La doctrine de la droite de gouvernement se fond dans la doctrine de la droite radicale et extrême. En Hongrie, si les conservateurs et les démocrates-chrétiens ont réussi à se maintenir au pouvoir en gagnant trois élections législatives d'affilée; en Italie, cela se réalise en marginalisant la droite traditionnelle, celle de Forza Italia de Silvio Berlusconi.

S'il y a donc à tenter une comparaison entre l'Italie et la France, ce n'est pas en tombant, comme l'écrit hier sur son blog Jean-Luc Mélenchon, dans "le piège des mots autocollants" : extrême, populisme ou dégagisme. Mais en s'inquiétant du glissement idéologique de la droite traditionnelle, au risque de son effacement. La question peut être posée en France. Le fait même qu'Emmanuel Macron tend, jusqu'à présent, à davantage appliquer une politique empruntée à la droite classique pousse celle-ci vers la droite extrême.
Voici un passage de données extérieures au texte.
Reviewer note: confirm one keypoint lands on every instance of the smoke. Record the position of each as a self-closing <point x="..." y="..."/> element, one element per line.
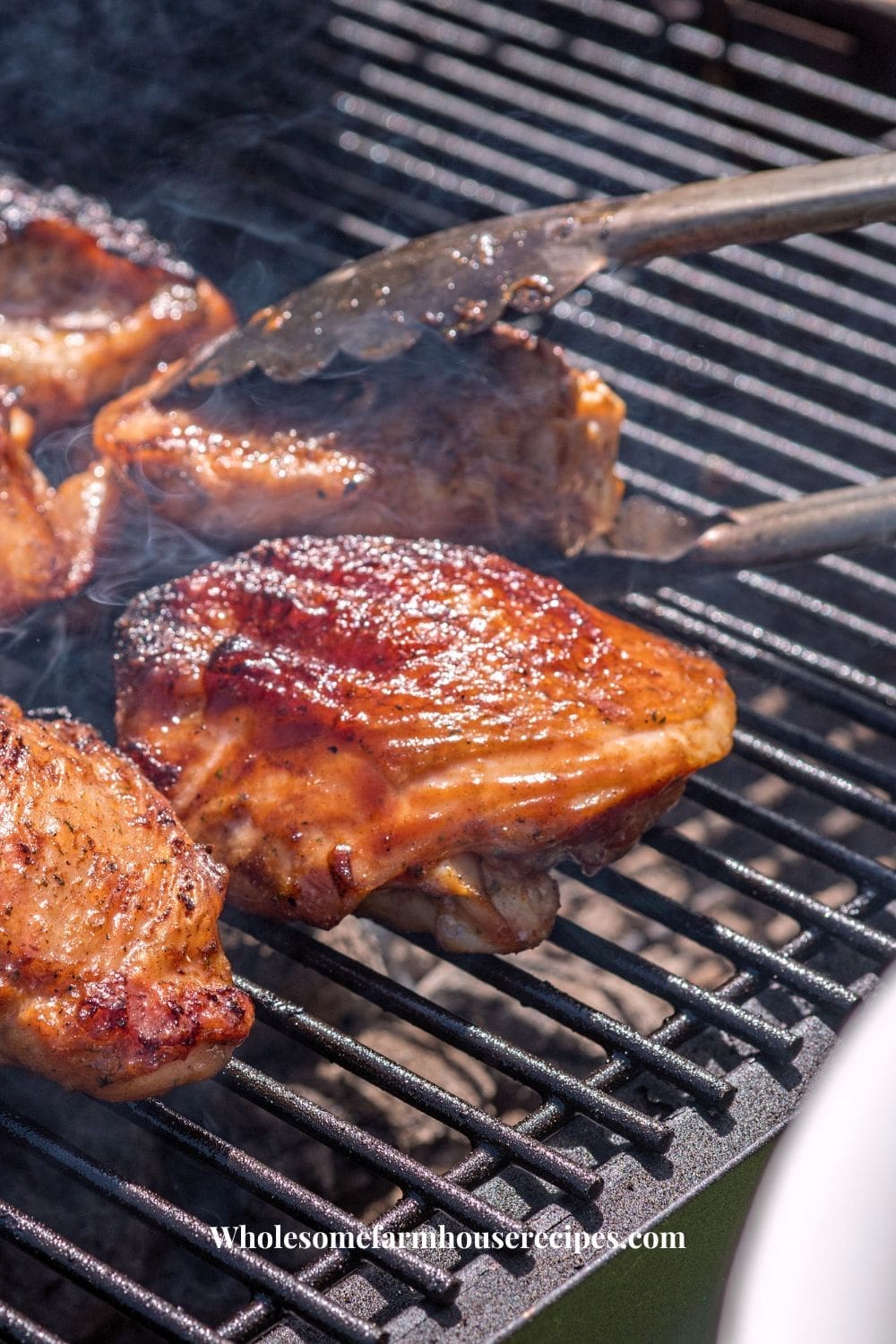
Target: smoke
<point x="163" y="107"/>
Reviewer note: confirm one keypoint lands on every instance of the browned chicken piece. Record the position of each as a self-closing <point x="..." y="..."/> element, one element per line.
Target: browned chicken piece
<point x="495" y="441"/>
<point x="411" y="731"/>
<point x="47" y="537"/>
<point x="112" y="976"/>
<point x="89" y="304"/>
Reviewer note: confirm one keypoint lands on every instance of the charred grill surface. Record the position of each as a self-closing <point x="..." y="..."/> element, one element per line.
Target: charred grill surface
<point x="112" y="976"/>
<point x="497" y="441"/>
<point x="422" y="722"/>
<point x="90" y="304"/>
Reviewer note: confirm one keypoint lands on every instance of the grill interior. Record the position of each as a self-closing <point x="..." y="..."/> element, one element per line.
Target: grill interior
<point x="688" y="994"/>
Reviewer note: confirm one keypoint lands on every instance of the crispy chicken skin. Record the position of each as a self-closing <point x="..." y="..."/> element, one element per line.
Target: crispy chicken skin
<point x="89" y="304"/>
<point x="408" y="728"/>
<point x="47" y="537"/>
<point x="112" y="975"/>
<point x="495" y="441"/>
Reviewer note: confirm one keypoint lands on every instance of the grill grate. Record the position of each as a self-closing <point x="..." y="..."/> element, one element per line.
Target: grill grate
<point x="750" y="375"/>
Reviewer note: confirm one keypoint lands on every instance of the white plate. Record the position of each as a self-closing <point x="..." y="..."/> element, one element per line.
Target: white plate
<point x="817" y="1261"/>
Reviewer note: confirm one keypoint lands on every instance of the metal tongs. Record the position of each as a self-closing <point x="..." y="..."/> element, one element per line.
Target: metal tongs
<point x="651" y="545"/>
<point x="460" y="281"/>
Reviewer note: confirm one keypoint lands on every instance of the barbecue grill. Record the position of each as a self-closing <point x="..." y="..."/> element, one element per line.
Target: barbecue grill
<point x="751" y="375"/>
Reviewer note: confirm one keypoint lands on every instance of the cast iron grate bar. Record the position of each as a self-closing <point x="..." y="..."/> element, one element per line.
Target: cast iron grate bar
<point x="421" y="1093"/>
<point x="809" y="776"/>
<point x="785" y="831"/>
<point x="258" y="1273"/>
<point x="344" y="1137"/>
<point x="484" y="1163"/>
<point x="727" y="943"/>
<point x="481" y="1045"/>
<point x="21" y="1330"/>
<point x="801" y="908"/>
<point x="544" y="997"/>
<point x="793" y="669"/>
<point x="172" y="1322"/>
<point x="675" y="989"/>
<point x="284" y="1193"/>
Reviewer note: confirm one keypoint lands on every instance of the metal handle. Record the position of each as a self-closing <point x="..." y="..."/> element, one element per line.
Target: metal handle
<point x="814" y="524"/>
<point x="755" y="209"/>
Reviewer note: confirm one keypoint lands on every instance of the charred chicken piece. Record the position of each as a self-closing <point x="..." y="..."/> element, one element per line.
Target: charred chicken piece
<point x="112" y="975"/>
<point x="495" y="441"/>
<point x="413" y="731"/>
<point x="47" y="537"/>
<point x="89" y="304"/>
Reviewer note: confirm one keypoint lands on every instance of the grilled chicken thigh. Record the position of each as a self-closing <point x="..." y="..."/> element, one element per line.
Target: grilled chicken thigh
<point x="495" y="441"/>
<point x="47" y="537"/>
<point x="89" y="304"/>
<point x="413" y="731"/>
<point x="112" y="975"/>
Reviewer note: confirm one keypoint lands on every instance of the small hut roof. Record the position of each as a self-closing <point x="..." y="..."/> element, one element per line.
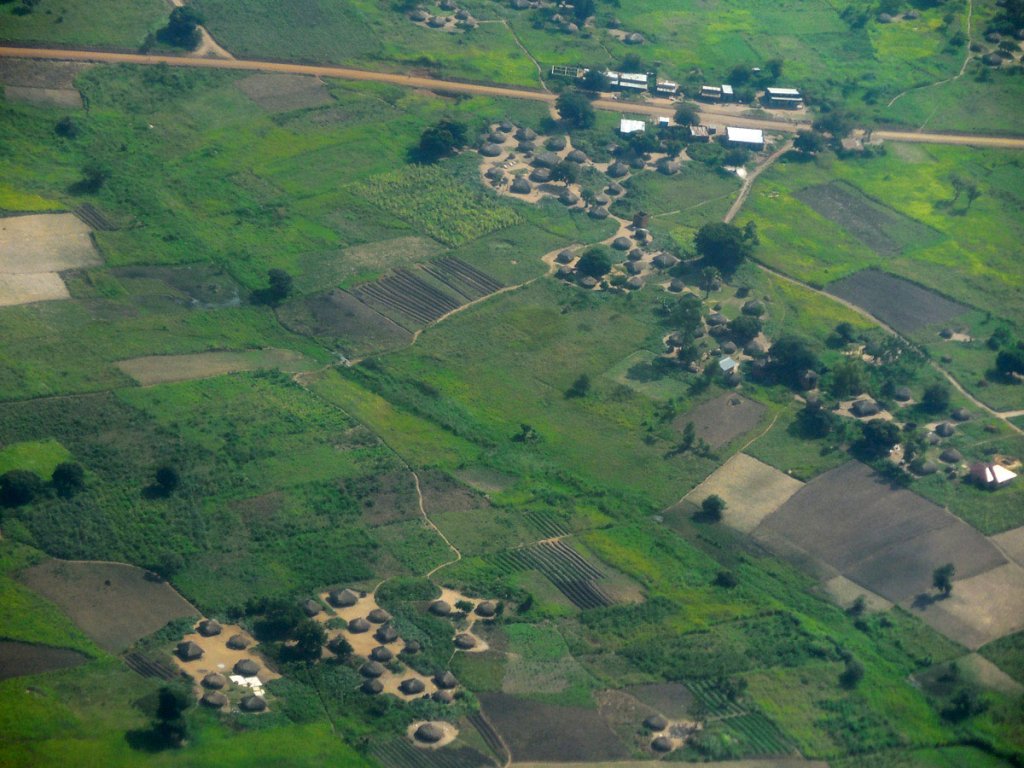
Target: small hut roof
<point x="189" y="651"/>
<point x="372" y="669"/>
<point x="655" y="723"/>
<point x="442" y="607"/>
<point x="209" y="628"/>
<point x="662" y="743"/>
<point x="214" y="698"/>
<point x="246" y="668"/>
<point x="214" y="681"/>
<point x="252" y="704"/>
<point x="342" y="598"/>
<point x="445" y="680"/>
<point x="429" y="733"/>
<point x="412" y="686"/>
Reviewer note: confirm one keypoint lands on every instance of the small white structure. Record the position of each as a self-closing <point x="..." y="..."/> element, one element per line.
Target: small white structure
<point x="753" y="138"/>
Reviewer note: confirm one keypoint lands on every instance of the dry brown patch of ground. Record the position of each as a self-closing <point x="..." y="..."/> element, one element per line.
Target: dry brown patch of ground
<point x="166" y="368"/>
<point x="113" y="603"/>
<point x="752" y="491"/>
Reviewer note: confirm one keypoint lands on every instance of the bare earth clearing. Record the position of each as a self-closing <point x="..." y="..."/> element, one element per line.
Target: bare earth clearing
<point x="25" y="658"/>
<point x="113" y="603"/>
<point x="161" y="369"/>
<point x="752" y="491"/>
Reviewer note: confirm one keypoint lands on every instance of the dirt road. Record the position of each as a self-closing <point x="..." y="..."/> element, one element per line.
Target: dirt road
<point x="448" y="86"/>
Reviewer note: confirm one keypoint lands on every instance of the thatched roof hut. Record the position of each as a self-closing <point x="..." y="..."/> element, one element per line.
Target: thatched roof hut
<point x="188" y="651"/>
<point x="214" y="699"/>
<point x="246" y="668"/>
<point x="655" y="723"/>
<point x="429" y="733"/>
<point x="445" y="680"/>
<point x="357" y="626"/>
<point x="412" y="686"/>
<point x="252" y="704"/>
<point x="951" y="456"/>
<point x="209" y="628"/>
<point x="342" y="598"/>
<point x="372" y="669"/>
<point x="386" y="634"/>
<point x="214" y="681"/>
<point x="442" y="607"/>
<point x="864" y="408"/>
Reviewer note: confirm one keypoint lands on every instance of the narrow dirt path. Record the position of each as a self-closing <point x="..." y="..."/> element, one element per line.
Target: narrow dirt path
<point x="957" y="76"/>
<point x="609" y="104"/>
<point x="744" y="190"/>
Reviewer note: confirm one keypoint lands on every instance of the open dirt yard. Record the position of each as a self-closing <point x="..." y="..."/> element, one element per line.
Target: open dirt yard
<point x="752" y="491"/>
<point x="49" y="83"/>
<point x="722" y="419"/>
<point x="543" y="732"/>
<point x="45" y="243"/>
<point x="25" y="658"/>
<point x="890" y="541"/>
<point x="25" y="289"/>
<point x="981" y="608"/>
<point x="1012" y="544"/>
<point x="896" y="302"/>
<point x="884" y="230"/>
<point x="113" y="603"/>
<point x="161" y="369"/>
<point x="339" y="315"/>
<point x="278" y="93"/>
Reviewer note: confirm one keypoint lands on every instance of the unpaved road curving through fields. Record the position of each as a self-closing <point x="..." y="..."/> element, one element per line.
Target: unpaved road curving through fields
<point x="449" y="86"/>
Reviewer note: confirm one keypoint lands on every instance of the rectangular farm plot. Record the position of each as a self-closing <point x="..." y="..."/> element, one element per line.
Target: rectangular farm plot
<point x="723" y="419"/>
<point x="887" y="540"/>
<point x="880" y="227"/>
<point x="751" y="488"/>
<point x="897" y="302"/>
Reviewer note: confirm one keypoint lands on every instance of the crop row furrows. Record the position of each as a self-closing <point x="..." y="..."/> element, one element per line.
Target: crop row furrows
<point x="150" y="667"/>
<point x="547" y="524"/>
<point x="583" y="593"/>
<point x="489" y="735"/>
<point x="94" y="218"/>
<point x="483" y="283"/>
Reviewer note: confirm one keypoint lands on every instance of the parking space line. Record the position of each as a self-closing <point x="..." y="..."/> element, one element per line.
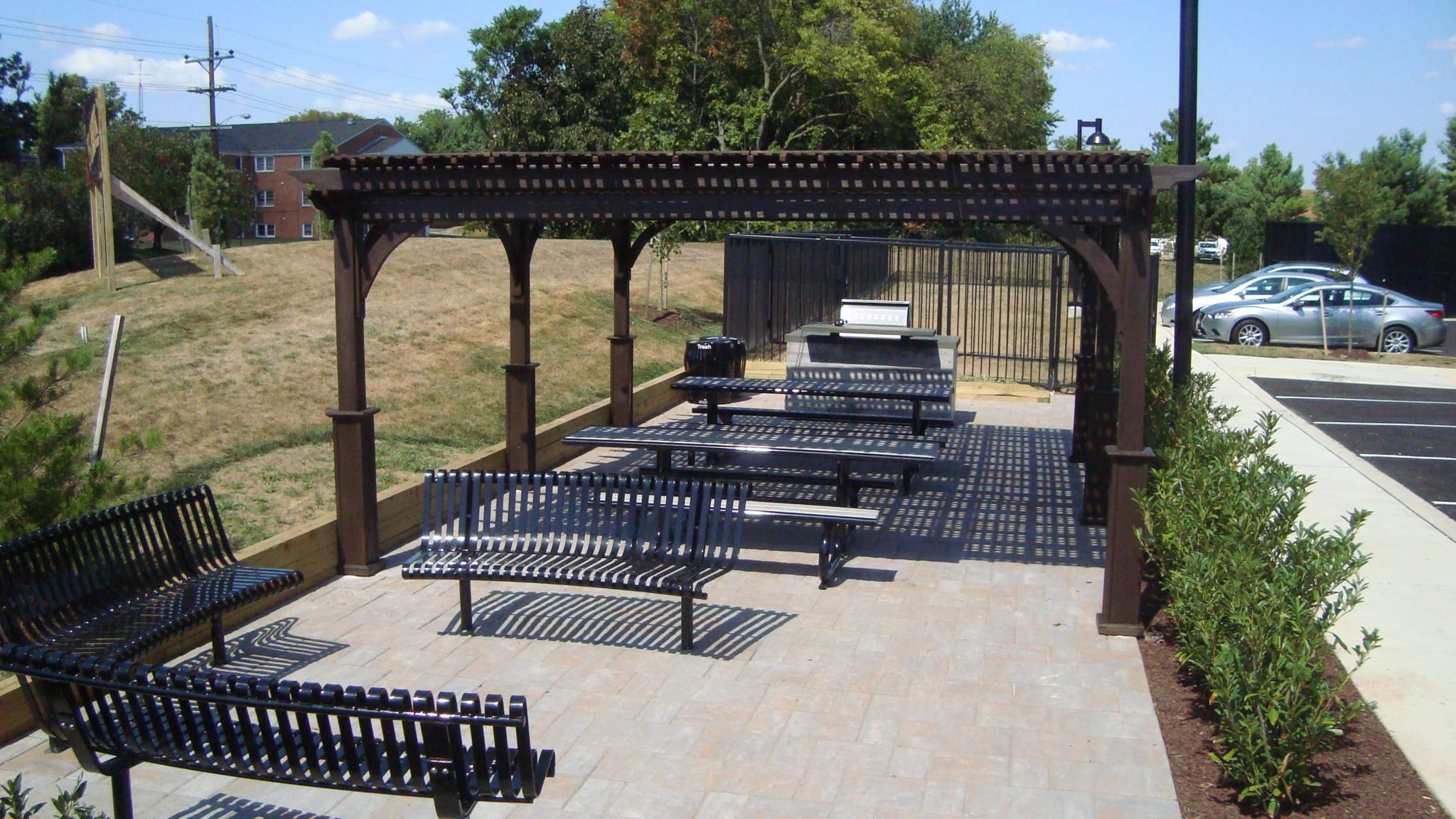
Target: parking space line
<point x="1382" y="424"/>
<point x="1363" y="400"/>
<point x="1407" y="456"/>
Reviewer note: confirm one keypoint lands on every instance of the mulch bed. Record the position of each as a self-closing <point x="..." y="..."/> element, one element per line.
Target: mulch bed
<point x="1365" y="776"/>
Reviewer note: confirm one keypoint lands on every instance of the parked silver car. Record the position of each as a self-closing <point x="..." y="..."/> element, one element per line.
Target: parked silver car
<point x="1258" y="284"/>
<point x="1381" y="319"/>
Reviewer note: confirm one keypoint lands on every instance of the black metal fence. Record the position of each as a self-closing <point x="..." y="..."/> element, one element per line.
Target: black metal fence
<point x="1011" y="305"/>
<point x="1415" y="259"/>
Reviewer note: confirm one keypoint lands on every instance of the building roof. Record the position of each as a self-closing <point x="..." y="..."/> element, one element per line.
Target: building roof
<point x="299" y="137"/>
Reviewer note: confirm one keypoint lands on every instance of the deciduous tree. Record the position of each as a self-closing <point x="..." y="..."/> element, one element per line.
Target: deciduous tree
<point x="156" y="164"/>
<point x="1211" y="208"/>
<point x="1268" y="190"/>
<point x="16" y="115"/>
<point x="323" y="149"/>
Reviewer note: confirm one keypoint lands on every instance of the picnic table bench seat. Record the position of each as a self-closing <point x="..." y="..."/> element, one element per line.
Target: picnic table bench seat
<point x="123" y="580"/>
<point x="579" y="530"/>
<point x="456" y="751"/>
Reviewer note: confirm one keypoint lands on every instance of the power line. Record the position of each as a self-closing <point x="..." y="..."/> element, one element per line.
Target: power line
<point x="341" y="91"/>
<point x="326" y="57"/>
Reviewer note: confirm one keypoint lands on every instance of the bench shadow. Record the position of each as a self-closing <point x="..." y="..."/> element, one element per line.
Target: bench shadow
<point x="223" y="806"/>
<point x="719" y="633"/>
<point x="271" y="651"/>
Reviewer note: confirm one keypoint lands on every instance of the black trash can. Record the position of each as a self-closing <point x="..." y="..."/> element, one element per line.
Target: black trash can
<point x="717" y="356"/>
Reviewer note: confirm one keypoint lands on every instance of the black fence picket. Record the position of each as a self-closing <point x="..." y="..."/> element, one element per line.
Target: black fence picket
<point x="1008" y="304"/>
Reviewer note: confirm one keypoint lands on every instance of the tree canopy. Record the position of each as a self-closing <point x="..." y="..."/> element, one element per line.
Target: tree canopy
<point x="749" y="75"/>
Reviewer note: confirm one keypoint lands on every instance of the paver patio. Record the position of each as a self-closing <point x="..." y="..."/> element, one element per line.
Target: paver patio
<point x="956" y="670"/>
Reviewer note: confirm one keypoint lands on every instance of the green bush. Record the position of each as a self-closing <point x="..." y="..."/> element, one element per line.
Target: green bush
<point x="15" y="803"/>
<point x="1251" y="592"/>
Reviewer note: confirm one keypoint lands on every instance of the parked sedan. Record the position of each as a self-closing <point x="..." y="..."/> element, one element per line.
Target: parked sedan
<point x="1258" y="284"/>
<point x="1381" y="319"/>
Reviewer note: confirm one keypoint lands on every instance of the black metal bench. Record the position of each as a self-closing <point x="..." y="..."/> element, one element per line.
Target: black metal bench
<point x="455" y="751"/>
<point x="837" y="522"/>
<point x="123" y="580"/>
<point x="579" y="530"/>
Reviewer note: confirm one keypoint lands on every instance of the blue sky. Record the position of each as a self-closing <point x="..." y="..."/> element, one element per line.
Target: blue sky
<point x="1311" y="76"/>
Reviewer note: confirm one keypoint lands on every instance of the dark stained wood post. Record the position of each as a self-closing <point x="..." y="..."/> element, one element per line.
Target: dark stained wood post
<point x="519" y="240"/>
<point x="1082" y="404"/>
<point x="1123" y="574"/>
<point x="354" y="481"/>
<point x="625" y="251"/>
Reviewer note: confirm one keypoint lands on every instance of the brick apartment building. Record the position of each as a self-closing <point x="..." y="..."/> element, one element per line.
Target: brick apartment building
<point x="268" y="151"/>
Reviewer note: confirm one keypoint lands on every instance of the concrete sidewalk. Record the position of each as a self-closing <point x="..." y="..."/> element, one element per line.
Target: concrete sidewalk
<point x="1411" y="595"/>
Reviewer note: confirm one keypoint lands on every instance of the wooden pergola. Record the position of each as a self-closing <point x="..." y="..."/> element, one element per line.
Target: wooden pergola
<point x="1097" y="205"/>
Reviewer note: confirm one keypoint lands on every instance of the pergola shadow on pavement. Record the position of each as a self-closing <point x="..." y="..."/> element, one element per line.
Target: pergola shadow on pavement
<point x="996" y="494"/>
<point x="1097" y="205"/>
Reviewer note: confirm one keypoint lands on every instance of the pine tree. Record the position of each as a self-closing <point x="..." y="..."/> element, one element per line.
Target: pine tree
<point x="44" y="471"/>
<point x="323" y="149"/>
<point x="220" y="197"/>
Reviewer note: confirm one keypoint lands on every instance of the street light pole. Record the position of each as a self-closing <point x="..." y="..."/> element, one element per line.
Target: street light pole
<point x="1187" y="155"/>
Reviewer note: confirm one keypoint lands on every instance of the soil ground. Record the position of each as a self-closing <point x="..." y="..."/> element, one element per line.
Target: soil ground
<point x="1365" y="776"/>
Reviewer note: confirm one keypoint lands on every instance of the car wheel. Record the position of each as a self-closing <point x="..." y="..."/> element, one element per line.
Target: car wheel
<point x="1251" y="334"/>
<point x="1397" y="340"/>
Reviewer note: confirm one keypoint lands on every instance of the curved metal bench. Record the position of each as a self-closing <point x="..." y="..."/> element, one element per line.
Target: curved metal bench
<point x="123" y="580"/>
<point x="631" y="532"/>
<point x="455" y="751"/>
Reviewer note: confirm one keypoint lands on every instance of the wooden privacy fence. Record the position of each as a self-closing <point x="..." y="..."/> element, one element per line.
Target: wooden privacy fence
<point x="1010" y="305"/>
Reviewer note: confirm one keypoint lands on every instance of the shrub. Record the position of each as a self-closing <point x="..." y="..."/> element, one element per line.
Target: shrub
<point x="15" y="803"/>
<point x="1253" y="595"/>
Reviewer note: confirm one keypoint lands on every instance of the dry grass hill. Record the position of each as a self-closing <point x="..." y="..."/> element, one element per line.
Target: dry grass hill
<point x="236" y="373"/>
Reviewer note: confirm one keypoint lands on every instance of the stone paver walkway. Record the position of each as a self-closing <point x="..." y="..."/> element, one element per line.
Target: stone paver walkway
<point x="956" y="670"/>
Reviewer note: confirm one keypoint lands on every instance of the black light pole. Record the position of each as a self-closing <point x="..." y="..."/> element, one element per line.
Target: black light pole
<point x="1187" y="155"/>
<point x="1098" y="139"/>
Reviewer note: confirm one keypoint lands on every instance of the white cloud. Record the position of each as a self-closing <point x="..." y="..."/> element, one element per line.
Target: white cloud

Avec une distinction forte tout de même, on a en France un président qui a dressé rapidement un constat dont il a fait un combat : lutter contre "l'illibéralisme", cette nouvelle doctrine qui s'emparent de plusieurs pays d'Europe comme maintenant l'Italie, où l'état de droit n'est plus une boussole, où le respect des minorités est mise en cause. Ce sera sans aucun doute une ligne de fractures et un enjeu lors des prochaines élections européennes, l'an prochain.